Best Time to Be Active to Beat Disability

9 years, 11 months ago

10214  0
Posted on May 22, 2014, 6 a.m.

Whereas strenuous occupational physical activity in midlife increases the risk of mobility limitation in old age, leisure-time physical activity decreases the risk.

Heavy physical labor is often repetitive, wears the body and lasts for several hours a day. On the contrast, leisure-time physical activity is designed to improve fitness and provide recreation and a typical exercise session lasts for one or two hours.
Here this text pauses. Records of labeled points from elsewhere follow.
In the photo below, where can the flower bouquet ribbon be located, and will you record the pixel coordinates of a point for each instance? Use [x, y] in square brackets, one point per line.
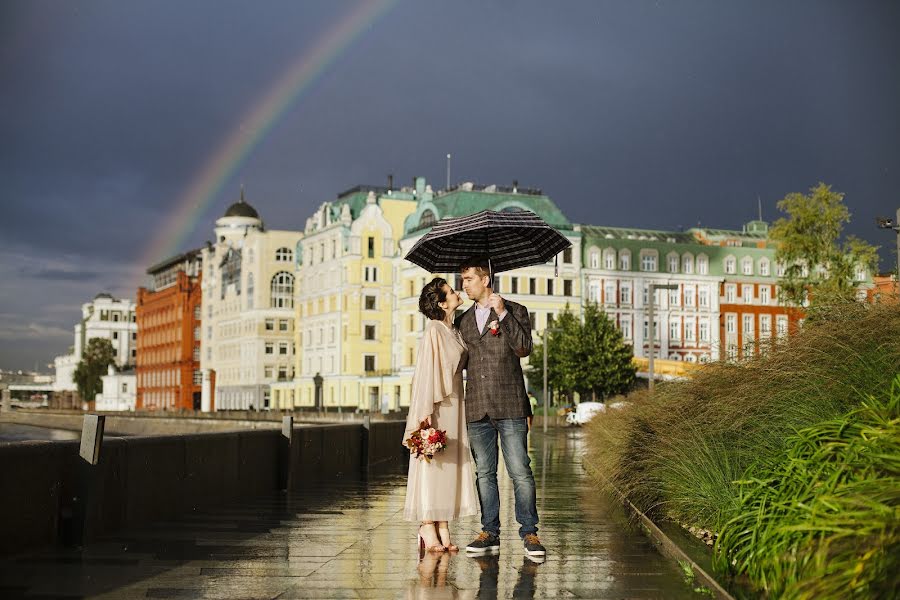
[426, 442]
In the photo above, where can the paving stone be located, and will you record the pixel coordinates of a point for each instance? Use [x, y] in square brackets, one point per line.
[347, 539]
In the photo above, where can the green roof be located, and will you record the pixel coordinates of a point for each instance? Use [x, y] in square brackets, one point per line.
[462, 202]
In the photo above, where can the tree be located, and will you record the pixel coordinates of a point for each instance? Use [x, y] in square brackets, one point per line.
[606, 365]
[94, 363]
[815, 262]
[587, 356]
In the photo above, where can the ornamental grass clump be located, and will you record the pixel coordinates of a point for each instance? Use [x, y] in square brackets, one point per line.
[680, 454]
[823, 520]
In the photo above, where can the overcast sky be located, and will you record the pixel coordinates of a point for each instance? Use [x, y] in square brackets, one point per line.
[627, 113]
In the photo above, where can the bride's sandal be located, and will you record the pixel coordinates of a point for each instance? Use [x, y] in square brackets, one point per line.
[428, 540]
[444, 533]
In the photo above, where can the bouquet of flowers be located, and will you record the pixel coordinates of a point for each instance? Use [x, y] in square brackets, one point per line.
[426, 442]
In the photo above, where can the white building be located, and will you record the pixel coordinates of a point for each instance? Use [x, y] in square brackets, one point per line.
[119, 391]
[247, 339]
[107, 318]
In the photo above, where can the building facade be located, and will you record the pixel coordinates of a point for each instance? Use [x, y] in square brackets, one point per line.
[168, 341]
[107, 318]
[248, 301]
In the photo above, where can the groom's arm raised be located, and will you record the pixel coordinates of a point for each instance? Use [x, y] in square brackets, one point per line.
[517, 327]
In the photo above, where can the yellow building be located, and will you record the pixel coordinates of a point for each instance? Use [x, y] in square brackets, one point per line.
[358, 325]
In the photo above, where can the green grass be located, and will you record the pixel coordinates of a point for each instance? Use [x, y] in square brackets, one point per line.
[687, 452]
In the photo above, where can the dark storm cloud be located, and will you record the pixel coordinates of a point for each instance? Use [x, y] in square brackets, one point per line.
[646, 114]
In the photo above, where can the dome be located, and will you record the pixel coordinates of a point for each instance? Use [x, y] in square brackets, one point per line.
[241, 209]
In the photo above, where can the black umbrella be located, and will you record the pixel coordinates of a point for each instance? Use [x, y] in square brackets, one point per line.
[511, 240]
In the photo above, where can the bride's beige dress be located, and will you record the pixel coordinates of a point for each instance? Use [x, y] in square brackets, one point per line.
[443, 489]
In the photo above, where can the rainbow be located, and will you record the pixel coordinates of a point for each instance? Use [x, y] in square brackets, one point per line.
[253, 128]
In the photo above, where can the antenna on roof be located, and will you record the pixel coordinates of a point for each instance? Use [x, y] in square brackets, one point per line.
[448, 171]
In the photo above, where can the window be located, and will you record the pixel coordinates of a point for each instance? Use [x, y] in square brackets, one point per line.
[702, 265]
[730, 265]
[765, 325]
[673, 297]
[689, 330]
[704, 331]
[730, 293]
[283, 290]
[747, 293]
[748, 324]
[625, 328]
[284, 255]
[689, 295]
[703, 296]
[674, 330]
[781, 325]
[747, 266]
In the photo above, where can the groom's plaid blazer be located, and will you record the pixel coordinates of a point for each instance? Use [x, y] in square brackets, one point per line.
[495, 385]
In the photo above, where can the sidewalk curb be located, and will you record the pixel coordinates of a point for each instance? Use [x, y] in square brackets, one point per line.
[669, 548]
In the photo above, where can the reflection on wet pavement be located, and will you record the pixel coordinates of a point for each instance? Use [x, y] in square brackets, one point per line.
[348, 540]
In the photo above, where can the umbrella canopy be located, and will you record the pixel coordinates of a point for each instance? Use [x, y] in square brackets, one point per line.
[511, 240]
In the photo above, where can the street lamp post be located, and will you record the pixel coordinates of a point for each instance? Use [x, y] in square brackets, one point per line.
[886, 223]
[652, 345]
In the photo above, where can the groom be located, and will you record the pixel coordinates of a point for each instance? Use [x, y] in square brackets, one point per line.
[498, 335]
Even though both are based on muscle activity and result in energy expenditure, their long-term consequences are different. Taina Rantanen, from the Academy of Finland’s Gerontology Research Center (Finland), and colleagues evaluated data collected on 5,200 public sector employees enrolled in the Finnish Longitudinal Study on Municipal Employees (FLAME), who were ages 44 to 58 years at the start of the 28-year long study.  The team observed that strenuous occupational physical activity in midlife increases the risk of mobility limitation in old age, whereas leisure-time physical activity decreases the risk.   The study authors write that: “Findings suggest that [leisure-time activity] and [occupational physical activity] in midlife have independent, inverse effects on mobility in old age in terms of a harmful effect of vigorous [occupational physical activity] and a protective effect of vigorous [leisure-time activity].”

Hinrichs T, von Bonsdorff MB, Tormakangas T, von Bonsdorff ME, Kulmala J, Seitsamo J, Nygard CH, Ilmarinen J, Rantanen T.  “Inverse Effects of Midlife Occupational and Leisure Time Physical Activity on Mobility Limitation in Old Age-A 28-Year Prospective Follow-Up Study.”  J Am Geriatr Soc. 2014 Apr 14.